With winter in full swing, no doubt many of us will have come down with flu recently. On most occasions, influenza is a short-lived illness from which we quickly bounce back. For vulnerable groups however, such as the elderly or those with underlying health conditions, the flu can be deadly.
A winter flu vaccine has been offered on the NHS since 2000. However, a report on the 2017/2018 flu season published by Public Health England indicates that flu still causes a shocking number of deaths (almost 16,000 deaths in the UK alone last year).
In extreme cases also – such as during the so called ‘Spanish flu’ of 1918 – strains of the flu can develop which are far more deadly than most of us experience. While the circumstances surrounding the emergence of Spanish flu were unique to the time, the fact that an estimated 50-100 million people died (somewhere between 3% and 5% of the global population), means new vaccines must be developed.
Innovation in inoculation
As with any virus, containing influenza is a question of developing novel vaccines and therapies that can keep up, or get ahead of, constantly evolving pathogens – a game of evolutionary cat and mouse. With more virulent cross-species flu strains hitting the headlines over the past few years, the pressure to discover a golden bullet treatment – a “cure” for flu – has increased.
As such, the number of published patent applications directed to flu therapeutics and vaccines is projected – based on current filing trends – to reach a notable high in 2018, suggesting that research and innovation in this field has been on the increase.

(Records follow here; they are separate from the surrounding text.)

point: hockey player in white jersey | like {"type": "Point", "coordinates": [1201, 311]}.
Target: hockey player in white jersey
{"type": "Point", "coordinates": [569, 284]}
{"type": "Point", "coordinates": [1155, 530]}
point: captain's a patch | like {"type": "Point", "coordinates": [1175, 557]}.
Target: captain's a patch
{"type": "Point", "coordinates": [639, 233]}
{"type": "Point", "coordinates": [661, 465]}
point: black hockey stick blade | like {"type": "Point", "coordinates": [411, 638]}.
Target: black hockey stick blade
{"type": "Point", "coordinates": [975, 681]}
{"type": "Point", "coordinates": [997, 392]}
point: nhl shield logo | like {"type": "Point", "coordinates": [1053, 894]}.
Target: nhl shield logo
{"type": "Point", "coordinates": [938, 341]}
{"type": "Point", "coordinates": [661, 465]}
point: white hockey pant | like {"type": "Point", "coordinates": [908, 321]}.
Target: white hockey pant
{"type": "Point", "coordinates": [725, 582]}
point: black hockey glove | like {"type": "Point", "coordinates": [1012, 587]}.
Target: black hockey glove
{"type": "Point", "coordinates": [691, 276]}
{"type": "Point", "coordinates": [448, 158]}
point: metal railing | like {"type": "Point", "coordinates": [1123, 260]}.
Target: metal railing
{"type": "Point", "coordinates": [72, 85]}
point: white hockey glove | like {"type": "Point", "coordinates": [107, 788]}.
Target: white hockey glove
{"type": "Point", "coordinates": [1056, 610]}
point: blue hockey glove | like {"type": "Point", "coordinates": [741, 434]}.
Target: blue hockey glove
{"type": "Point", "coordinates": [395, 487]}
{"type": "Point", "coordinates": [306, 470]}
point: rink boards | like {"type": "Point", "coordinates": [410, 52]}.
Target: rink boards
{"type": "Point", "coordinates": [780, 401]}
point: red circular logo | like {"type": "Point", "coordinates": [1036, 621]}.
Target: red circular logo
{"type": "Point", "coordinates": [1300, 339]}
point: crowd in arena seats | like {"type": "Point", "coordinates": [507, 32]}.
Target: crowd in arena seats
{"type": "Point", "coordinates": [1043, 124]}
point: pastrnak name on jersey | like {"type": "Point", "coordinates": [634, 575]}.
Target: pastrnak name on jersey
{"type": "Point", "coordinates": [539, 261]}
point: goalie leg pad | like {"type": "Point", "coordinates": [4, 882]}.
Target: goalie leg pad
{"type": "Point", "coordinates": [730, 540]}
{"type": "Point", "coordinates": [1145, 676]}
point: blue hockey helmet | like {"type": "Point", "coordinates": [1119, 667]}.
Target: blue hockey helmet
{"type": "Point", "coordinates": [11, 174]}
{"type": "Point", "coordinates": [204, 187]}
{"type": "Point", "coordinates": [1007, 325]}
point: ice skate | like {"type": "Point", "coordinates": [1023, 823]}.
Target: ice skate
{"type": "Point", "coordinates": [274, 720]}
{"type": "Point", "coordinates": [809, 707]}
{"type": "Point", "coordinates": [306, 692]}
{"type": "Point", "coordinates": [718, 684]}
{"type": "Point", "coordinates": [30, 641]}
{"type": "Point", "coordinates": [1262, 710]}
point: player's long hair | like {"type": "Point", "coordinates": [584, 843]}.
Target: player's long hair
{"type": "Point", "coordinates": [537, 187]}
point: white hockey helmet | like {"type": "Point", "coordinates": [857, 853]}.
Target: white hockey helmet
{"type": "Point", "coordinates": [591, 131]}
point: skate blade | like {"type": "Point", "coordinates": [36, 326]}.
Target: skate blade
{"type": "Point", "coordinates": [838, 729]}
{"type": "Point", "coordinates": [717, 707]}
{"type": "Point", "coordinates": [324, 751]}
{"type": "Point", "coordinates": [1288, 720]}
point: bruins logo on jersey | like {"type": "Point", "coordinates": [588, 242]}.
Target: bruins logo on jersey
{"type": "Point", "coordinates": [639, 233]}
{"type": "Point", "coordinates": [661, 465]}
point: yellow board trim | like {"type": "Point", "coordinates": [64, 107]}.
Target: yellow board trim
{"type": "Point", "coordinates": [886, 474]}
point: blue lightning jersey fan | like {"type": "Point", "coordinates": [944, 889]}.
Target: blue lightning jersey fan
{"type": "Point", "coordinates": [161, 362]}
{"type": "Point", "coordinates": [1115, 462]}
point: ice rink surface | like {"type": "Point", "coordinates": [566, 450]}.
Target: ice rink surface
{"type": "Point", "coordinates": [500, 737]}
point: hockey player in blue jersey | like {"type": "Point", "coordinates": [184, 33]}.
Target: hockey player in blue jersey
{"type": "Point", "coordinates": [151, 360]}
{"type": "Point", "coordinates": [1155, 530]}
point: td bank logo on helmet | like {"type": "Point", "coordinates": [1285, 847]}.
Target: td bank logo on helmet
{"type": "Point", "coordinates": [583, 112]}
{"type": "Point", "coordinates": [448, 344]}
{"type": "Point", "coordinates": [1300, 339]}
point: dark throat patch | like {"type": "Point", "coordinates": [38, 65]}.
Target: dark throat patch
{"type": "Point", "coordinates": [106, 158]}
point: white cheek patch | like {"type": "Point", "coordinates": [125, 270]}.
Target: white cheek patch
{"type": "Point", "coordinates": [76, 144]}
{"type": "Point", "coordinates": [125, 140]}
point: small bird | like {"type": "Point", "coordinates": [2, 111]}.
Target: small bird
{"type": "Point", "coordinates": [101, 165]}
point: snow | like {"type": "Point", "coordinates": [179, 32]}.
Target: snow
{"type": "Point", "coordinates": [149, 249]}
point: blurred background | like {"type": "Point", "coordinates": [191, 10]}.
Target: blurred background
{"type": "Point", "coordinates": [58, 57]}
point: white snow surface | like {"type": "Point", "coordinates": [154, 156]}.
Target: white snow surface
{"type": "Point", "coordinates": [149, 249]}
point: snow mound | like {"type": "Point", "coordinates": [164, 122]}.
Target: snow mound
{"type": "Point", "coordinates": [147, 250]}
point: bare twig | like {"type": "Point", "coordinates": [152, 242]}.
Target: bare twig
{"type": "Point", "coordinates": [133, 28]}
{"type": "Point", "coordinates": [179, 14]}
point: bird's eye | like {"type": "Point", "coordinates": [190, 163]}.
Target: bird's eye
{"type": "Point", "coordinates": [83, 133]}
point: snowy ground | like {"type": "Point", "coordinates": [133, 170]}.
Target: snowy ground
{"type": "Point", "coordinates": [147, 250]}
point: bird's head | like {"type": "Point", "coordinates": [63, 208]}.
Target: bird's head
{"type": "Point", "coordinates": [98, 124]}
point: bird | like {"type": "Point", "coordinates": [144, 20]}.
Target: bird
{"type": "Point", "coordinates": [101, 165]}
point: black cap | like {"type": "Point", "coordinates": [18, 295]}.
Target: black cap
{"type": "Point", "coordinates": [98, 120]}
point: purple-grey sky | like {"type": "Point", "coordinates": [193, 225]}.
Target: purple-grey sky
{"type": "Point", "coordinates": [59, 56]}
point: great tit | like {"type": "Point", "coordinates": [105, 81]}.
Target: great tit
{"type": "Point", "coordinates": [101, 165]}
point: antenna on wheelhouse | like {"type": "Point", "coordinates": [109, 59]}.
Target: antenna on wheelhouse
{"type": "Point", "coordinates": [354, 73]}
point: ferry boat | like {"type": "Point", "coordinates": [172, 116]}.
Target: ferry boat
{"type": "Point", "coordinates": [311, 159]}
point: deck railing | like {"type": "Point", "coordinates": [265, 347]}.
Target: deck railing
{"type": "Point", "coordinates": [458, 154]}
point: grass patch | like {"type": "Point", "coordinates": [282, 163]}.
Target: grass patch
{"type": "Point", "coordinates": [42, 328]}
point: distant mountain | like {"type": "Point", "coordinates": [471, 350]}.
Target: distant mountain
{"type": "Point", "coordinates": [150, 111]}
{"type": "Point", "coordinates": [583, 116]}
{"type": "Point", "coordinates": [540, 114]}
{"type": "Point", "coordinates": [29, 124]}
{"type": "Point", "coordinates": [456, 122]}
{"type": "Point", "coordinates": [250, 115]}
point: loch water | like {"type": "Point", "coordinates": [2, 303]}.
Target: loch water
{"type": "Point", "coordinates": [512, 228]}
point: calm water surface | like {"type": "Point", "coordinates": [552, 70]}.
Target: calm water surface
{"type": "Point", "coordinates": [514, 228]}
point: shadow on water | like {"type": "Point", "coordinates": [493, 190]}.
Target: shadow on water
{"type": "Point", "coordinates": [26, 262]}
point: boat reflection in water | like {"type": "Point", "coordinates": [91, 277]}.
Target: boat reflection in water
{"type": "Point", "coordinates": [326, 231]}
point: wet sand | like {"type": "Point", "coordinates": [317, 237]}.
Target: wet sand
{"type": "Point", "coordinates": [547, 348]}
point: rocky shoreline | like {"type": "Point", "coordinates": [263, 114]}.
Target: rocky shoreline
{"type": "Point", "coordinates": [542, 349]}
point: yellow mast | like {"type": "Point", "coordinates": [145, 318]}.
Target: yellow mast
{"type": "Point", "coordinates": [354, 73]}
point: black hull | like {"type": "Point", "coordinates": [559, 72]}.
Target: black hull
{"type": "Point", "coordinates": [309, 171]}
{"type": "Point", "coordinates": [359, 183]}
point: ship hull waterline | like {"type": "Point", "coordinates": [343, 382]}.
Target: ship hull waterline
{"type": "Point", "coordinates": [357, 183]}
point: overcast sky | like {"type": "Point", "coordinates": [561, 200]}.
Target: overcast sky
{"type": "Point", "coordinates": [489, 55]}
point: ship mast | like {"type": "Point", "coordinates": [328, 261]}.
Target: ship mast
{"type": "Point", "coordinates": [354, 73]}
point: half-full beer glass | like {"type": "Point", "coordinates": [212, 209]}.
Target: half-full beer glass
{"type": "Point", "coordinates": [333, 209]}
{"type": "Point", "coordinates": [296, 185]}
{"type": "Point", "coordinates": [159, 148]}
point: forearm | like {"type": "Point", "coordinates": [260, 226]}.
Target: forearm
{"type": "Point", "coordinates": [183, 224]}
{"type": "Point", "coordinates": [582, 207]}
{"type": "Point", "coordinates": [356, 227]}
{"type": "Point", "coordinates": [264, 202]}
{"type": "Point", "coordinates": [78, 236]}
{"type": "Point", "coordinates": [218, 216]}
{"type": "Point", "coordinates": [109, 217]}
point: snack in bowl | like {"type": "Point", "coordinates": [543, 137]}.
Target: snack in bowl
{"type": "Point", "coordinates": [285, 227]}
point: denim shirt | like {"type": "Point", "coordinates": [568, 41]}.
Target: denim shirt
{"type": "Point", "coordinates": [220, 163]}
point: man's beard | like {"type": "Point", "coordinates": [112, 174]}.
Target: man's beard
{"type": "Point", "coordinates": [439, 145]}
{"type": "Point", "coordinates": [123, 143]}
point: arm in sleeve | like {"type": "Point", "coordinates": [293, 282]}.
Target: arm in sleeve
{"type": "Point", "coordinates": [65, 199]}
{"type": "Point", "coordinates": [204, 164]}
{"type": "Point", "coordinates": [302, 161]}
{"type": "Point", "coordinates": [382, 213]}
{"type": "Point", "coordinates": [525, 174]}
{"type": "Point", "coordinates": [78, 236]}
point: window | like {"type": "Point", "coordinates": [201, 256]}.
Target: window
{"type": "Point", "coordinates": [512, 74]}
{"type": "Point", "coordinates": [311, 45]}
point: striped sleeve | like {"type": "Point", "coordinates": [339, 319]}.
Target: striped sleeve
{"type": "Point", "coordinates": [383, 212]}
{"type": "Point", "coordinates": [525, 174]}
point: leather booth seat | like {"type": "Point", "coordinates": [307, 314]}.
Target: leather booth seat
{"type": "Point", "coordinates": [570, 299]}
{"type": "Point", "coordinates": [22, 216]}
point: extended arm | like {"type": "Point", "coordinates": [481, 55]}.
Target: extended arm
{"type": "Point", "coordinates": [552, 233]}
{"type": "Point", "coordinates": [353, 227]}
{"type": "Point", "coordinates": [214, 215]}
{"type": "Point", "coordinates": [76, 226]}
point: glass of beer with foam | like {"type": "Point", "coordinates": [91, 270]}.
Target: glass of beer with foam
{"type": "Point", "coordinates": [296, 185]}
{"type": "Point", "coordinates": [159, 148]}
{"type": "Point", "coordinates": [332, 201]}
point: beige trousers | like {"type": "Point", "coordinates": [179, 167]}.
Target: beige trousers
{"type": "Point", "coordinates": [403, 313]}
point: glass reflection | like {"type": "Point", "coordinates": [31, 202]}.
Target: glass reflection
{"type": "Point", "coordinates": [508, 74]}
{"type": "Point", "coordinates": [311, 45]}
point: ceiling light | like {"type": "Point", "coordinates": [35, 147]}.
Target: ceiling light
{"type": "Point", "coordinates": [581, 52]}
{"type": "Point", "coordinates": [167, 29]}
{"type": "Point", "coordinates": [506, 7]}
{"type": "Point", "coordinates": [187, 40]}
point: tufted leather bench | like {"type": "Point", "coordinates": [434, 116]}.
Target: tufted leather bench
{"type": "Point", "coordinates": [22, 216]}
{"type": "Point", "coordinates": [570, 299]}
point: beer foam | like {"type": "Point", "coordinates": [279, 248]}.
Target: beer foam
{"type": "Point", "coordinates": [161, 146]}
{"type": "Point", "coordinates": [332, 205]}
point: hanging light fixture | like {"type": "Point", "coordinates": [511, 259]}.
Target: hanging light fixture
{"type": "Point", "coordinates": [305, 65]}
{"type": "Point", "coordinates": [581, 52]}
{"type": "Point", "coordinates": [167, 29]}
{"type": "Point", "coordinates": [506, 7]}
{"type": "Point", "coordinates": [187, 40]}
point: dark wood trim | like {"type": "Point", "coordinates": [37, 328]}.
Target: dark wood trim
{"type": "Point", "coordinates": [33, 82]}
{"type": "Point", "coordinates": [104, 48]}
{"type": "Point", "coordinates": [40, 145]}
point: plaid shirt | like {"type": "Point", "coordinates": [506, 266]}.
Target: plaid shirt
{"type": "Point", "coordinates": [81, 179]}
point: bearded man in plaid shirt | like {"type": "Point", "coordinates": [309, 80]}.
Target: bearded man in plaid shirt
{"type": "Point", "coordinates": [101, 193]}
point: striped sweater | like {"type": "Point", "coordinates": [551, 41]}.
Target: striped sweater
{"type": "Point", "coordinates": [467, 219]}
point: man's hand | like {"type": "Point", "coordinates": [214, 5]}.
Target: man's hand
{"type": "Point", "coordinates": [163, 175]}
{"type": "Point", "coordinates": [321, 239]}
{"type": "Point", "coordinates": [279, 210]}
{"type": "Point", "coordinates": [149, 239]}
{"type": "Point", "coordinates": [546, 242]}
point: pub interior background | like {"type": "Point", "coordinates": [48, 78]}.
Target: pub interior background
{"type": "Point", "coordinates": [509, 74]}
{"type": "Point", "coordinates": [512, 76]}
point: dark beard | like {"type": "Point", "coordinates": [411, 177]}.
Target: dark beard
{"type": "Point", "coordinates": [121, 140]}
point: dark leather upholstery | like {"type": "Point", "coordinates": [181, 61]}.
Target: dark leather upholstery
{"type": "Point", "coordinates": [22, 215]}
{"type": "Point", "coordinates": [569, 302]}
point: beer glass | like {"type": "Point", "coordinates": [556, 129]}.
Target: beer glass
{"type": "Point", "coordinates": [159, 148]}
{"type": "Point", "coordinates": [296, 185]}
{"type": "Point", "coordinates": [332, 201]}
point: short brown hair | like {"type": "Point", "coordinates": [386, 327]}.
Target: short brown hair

So, where is this filing coming from and who is doing it? Our analysis reveals a complicated patent landscape with a movement towards exciting new technologies that may help defeat flu from new angles.
Geography – East vs West
When it comes to filing patents directed towards flu vaccines, China and the US are leading the world – accounting for more than 70% (34.9% and 37.6%, respectively) of flu-related priority applications filed in the last decade. Notably, only around 3% were first filed at the UK Intellectual Property Office, and 8% at the European Patent Office.
A priority application is a first patent filing of an invention anywhere in the world, and hence tends to be a good indicator of innovation in a particular technology area. Whilst the large volume of priority applications filed in China is likely to reflect innovation coming from China itself, as a major market the US also attracts many non-US applicants.
New vaccine technologies
There have been a significant number of recent applications directed at improving the production of existing vaccines, such as new techniques for removing endotoxins in vaccine products and improved adjuvants. However, in addition, new vaccine technologies against flu have also been demonstrated in recent filings.
For example, a recent filing by joint applicants Janssen Biotech, Inc. and The Trustees of the University of Pennsylvania (US20180243416A1) describes a new AAV (adeno-associated virus) vaccine. The core of this technology is a viral particle which produces, essentially, ready-made antibodies against the flu virus.
One effect of this type of vaccine is that a vaccinated individual is able to produce effective neutralising antibodies against the influenza virus, without the need for exposure to the flu virus. Using AAV vectors for what is known as “passive immunotherapy” is an exciting option for treating challenging viral infections, including influenza, in the future.
A number of filings directed to microRNAs (miRNAs) offer a new potential avenue for both diagnosis and treatment of flu. miRNAs are single-stranded RNA structures which are processed by the body and capable of interacting with messenger RNA (mRNA) which serve as the instructions for the production of proteins.
For instance, a particularly prolific filer in this area, The Institute of Microbiology, Chinese Academy of Sciences, has recently described a number of miRNAs of relevance in flu. The applicant in this case has found that the transgenic expression of these miRNAs can limit replication of a number of flu viruses by targeting a number of key viral mRNA fragments, in particular PB2 which is an important RNA polymerase subunit – an essential part of flu viral machinery which drives transcription and hence replication of the virus. Delivery of these miRNAs to a patient prevents the conversion of the mRNA instructions for PB2 to a functional protein, therefore limiting the viruses’ ability to replicate and survive in the body.
On the frontier of flu
It is reassuring to see innovation on many fronts in the flu field. Given the seriousness of the threat posed by virulent strains of flu – enhanced by the fact that the urban population has increased significantly since 1918 (data is hard to come by, but the World Bank estimates the global urban population to have increased from 33% in 1960 to 55% at present) – the impetus for innovation is understandable.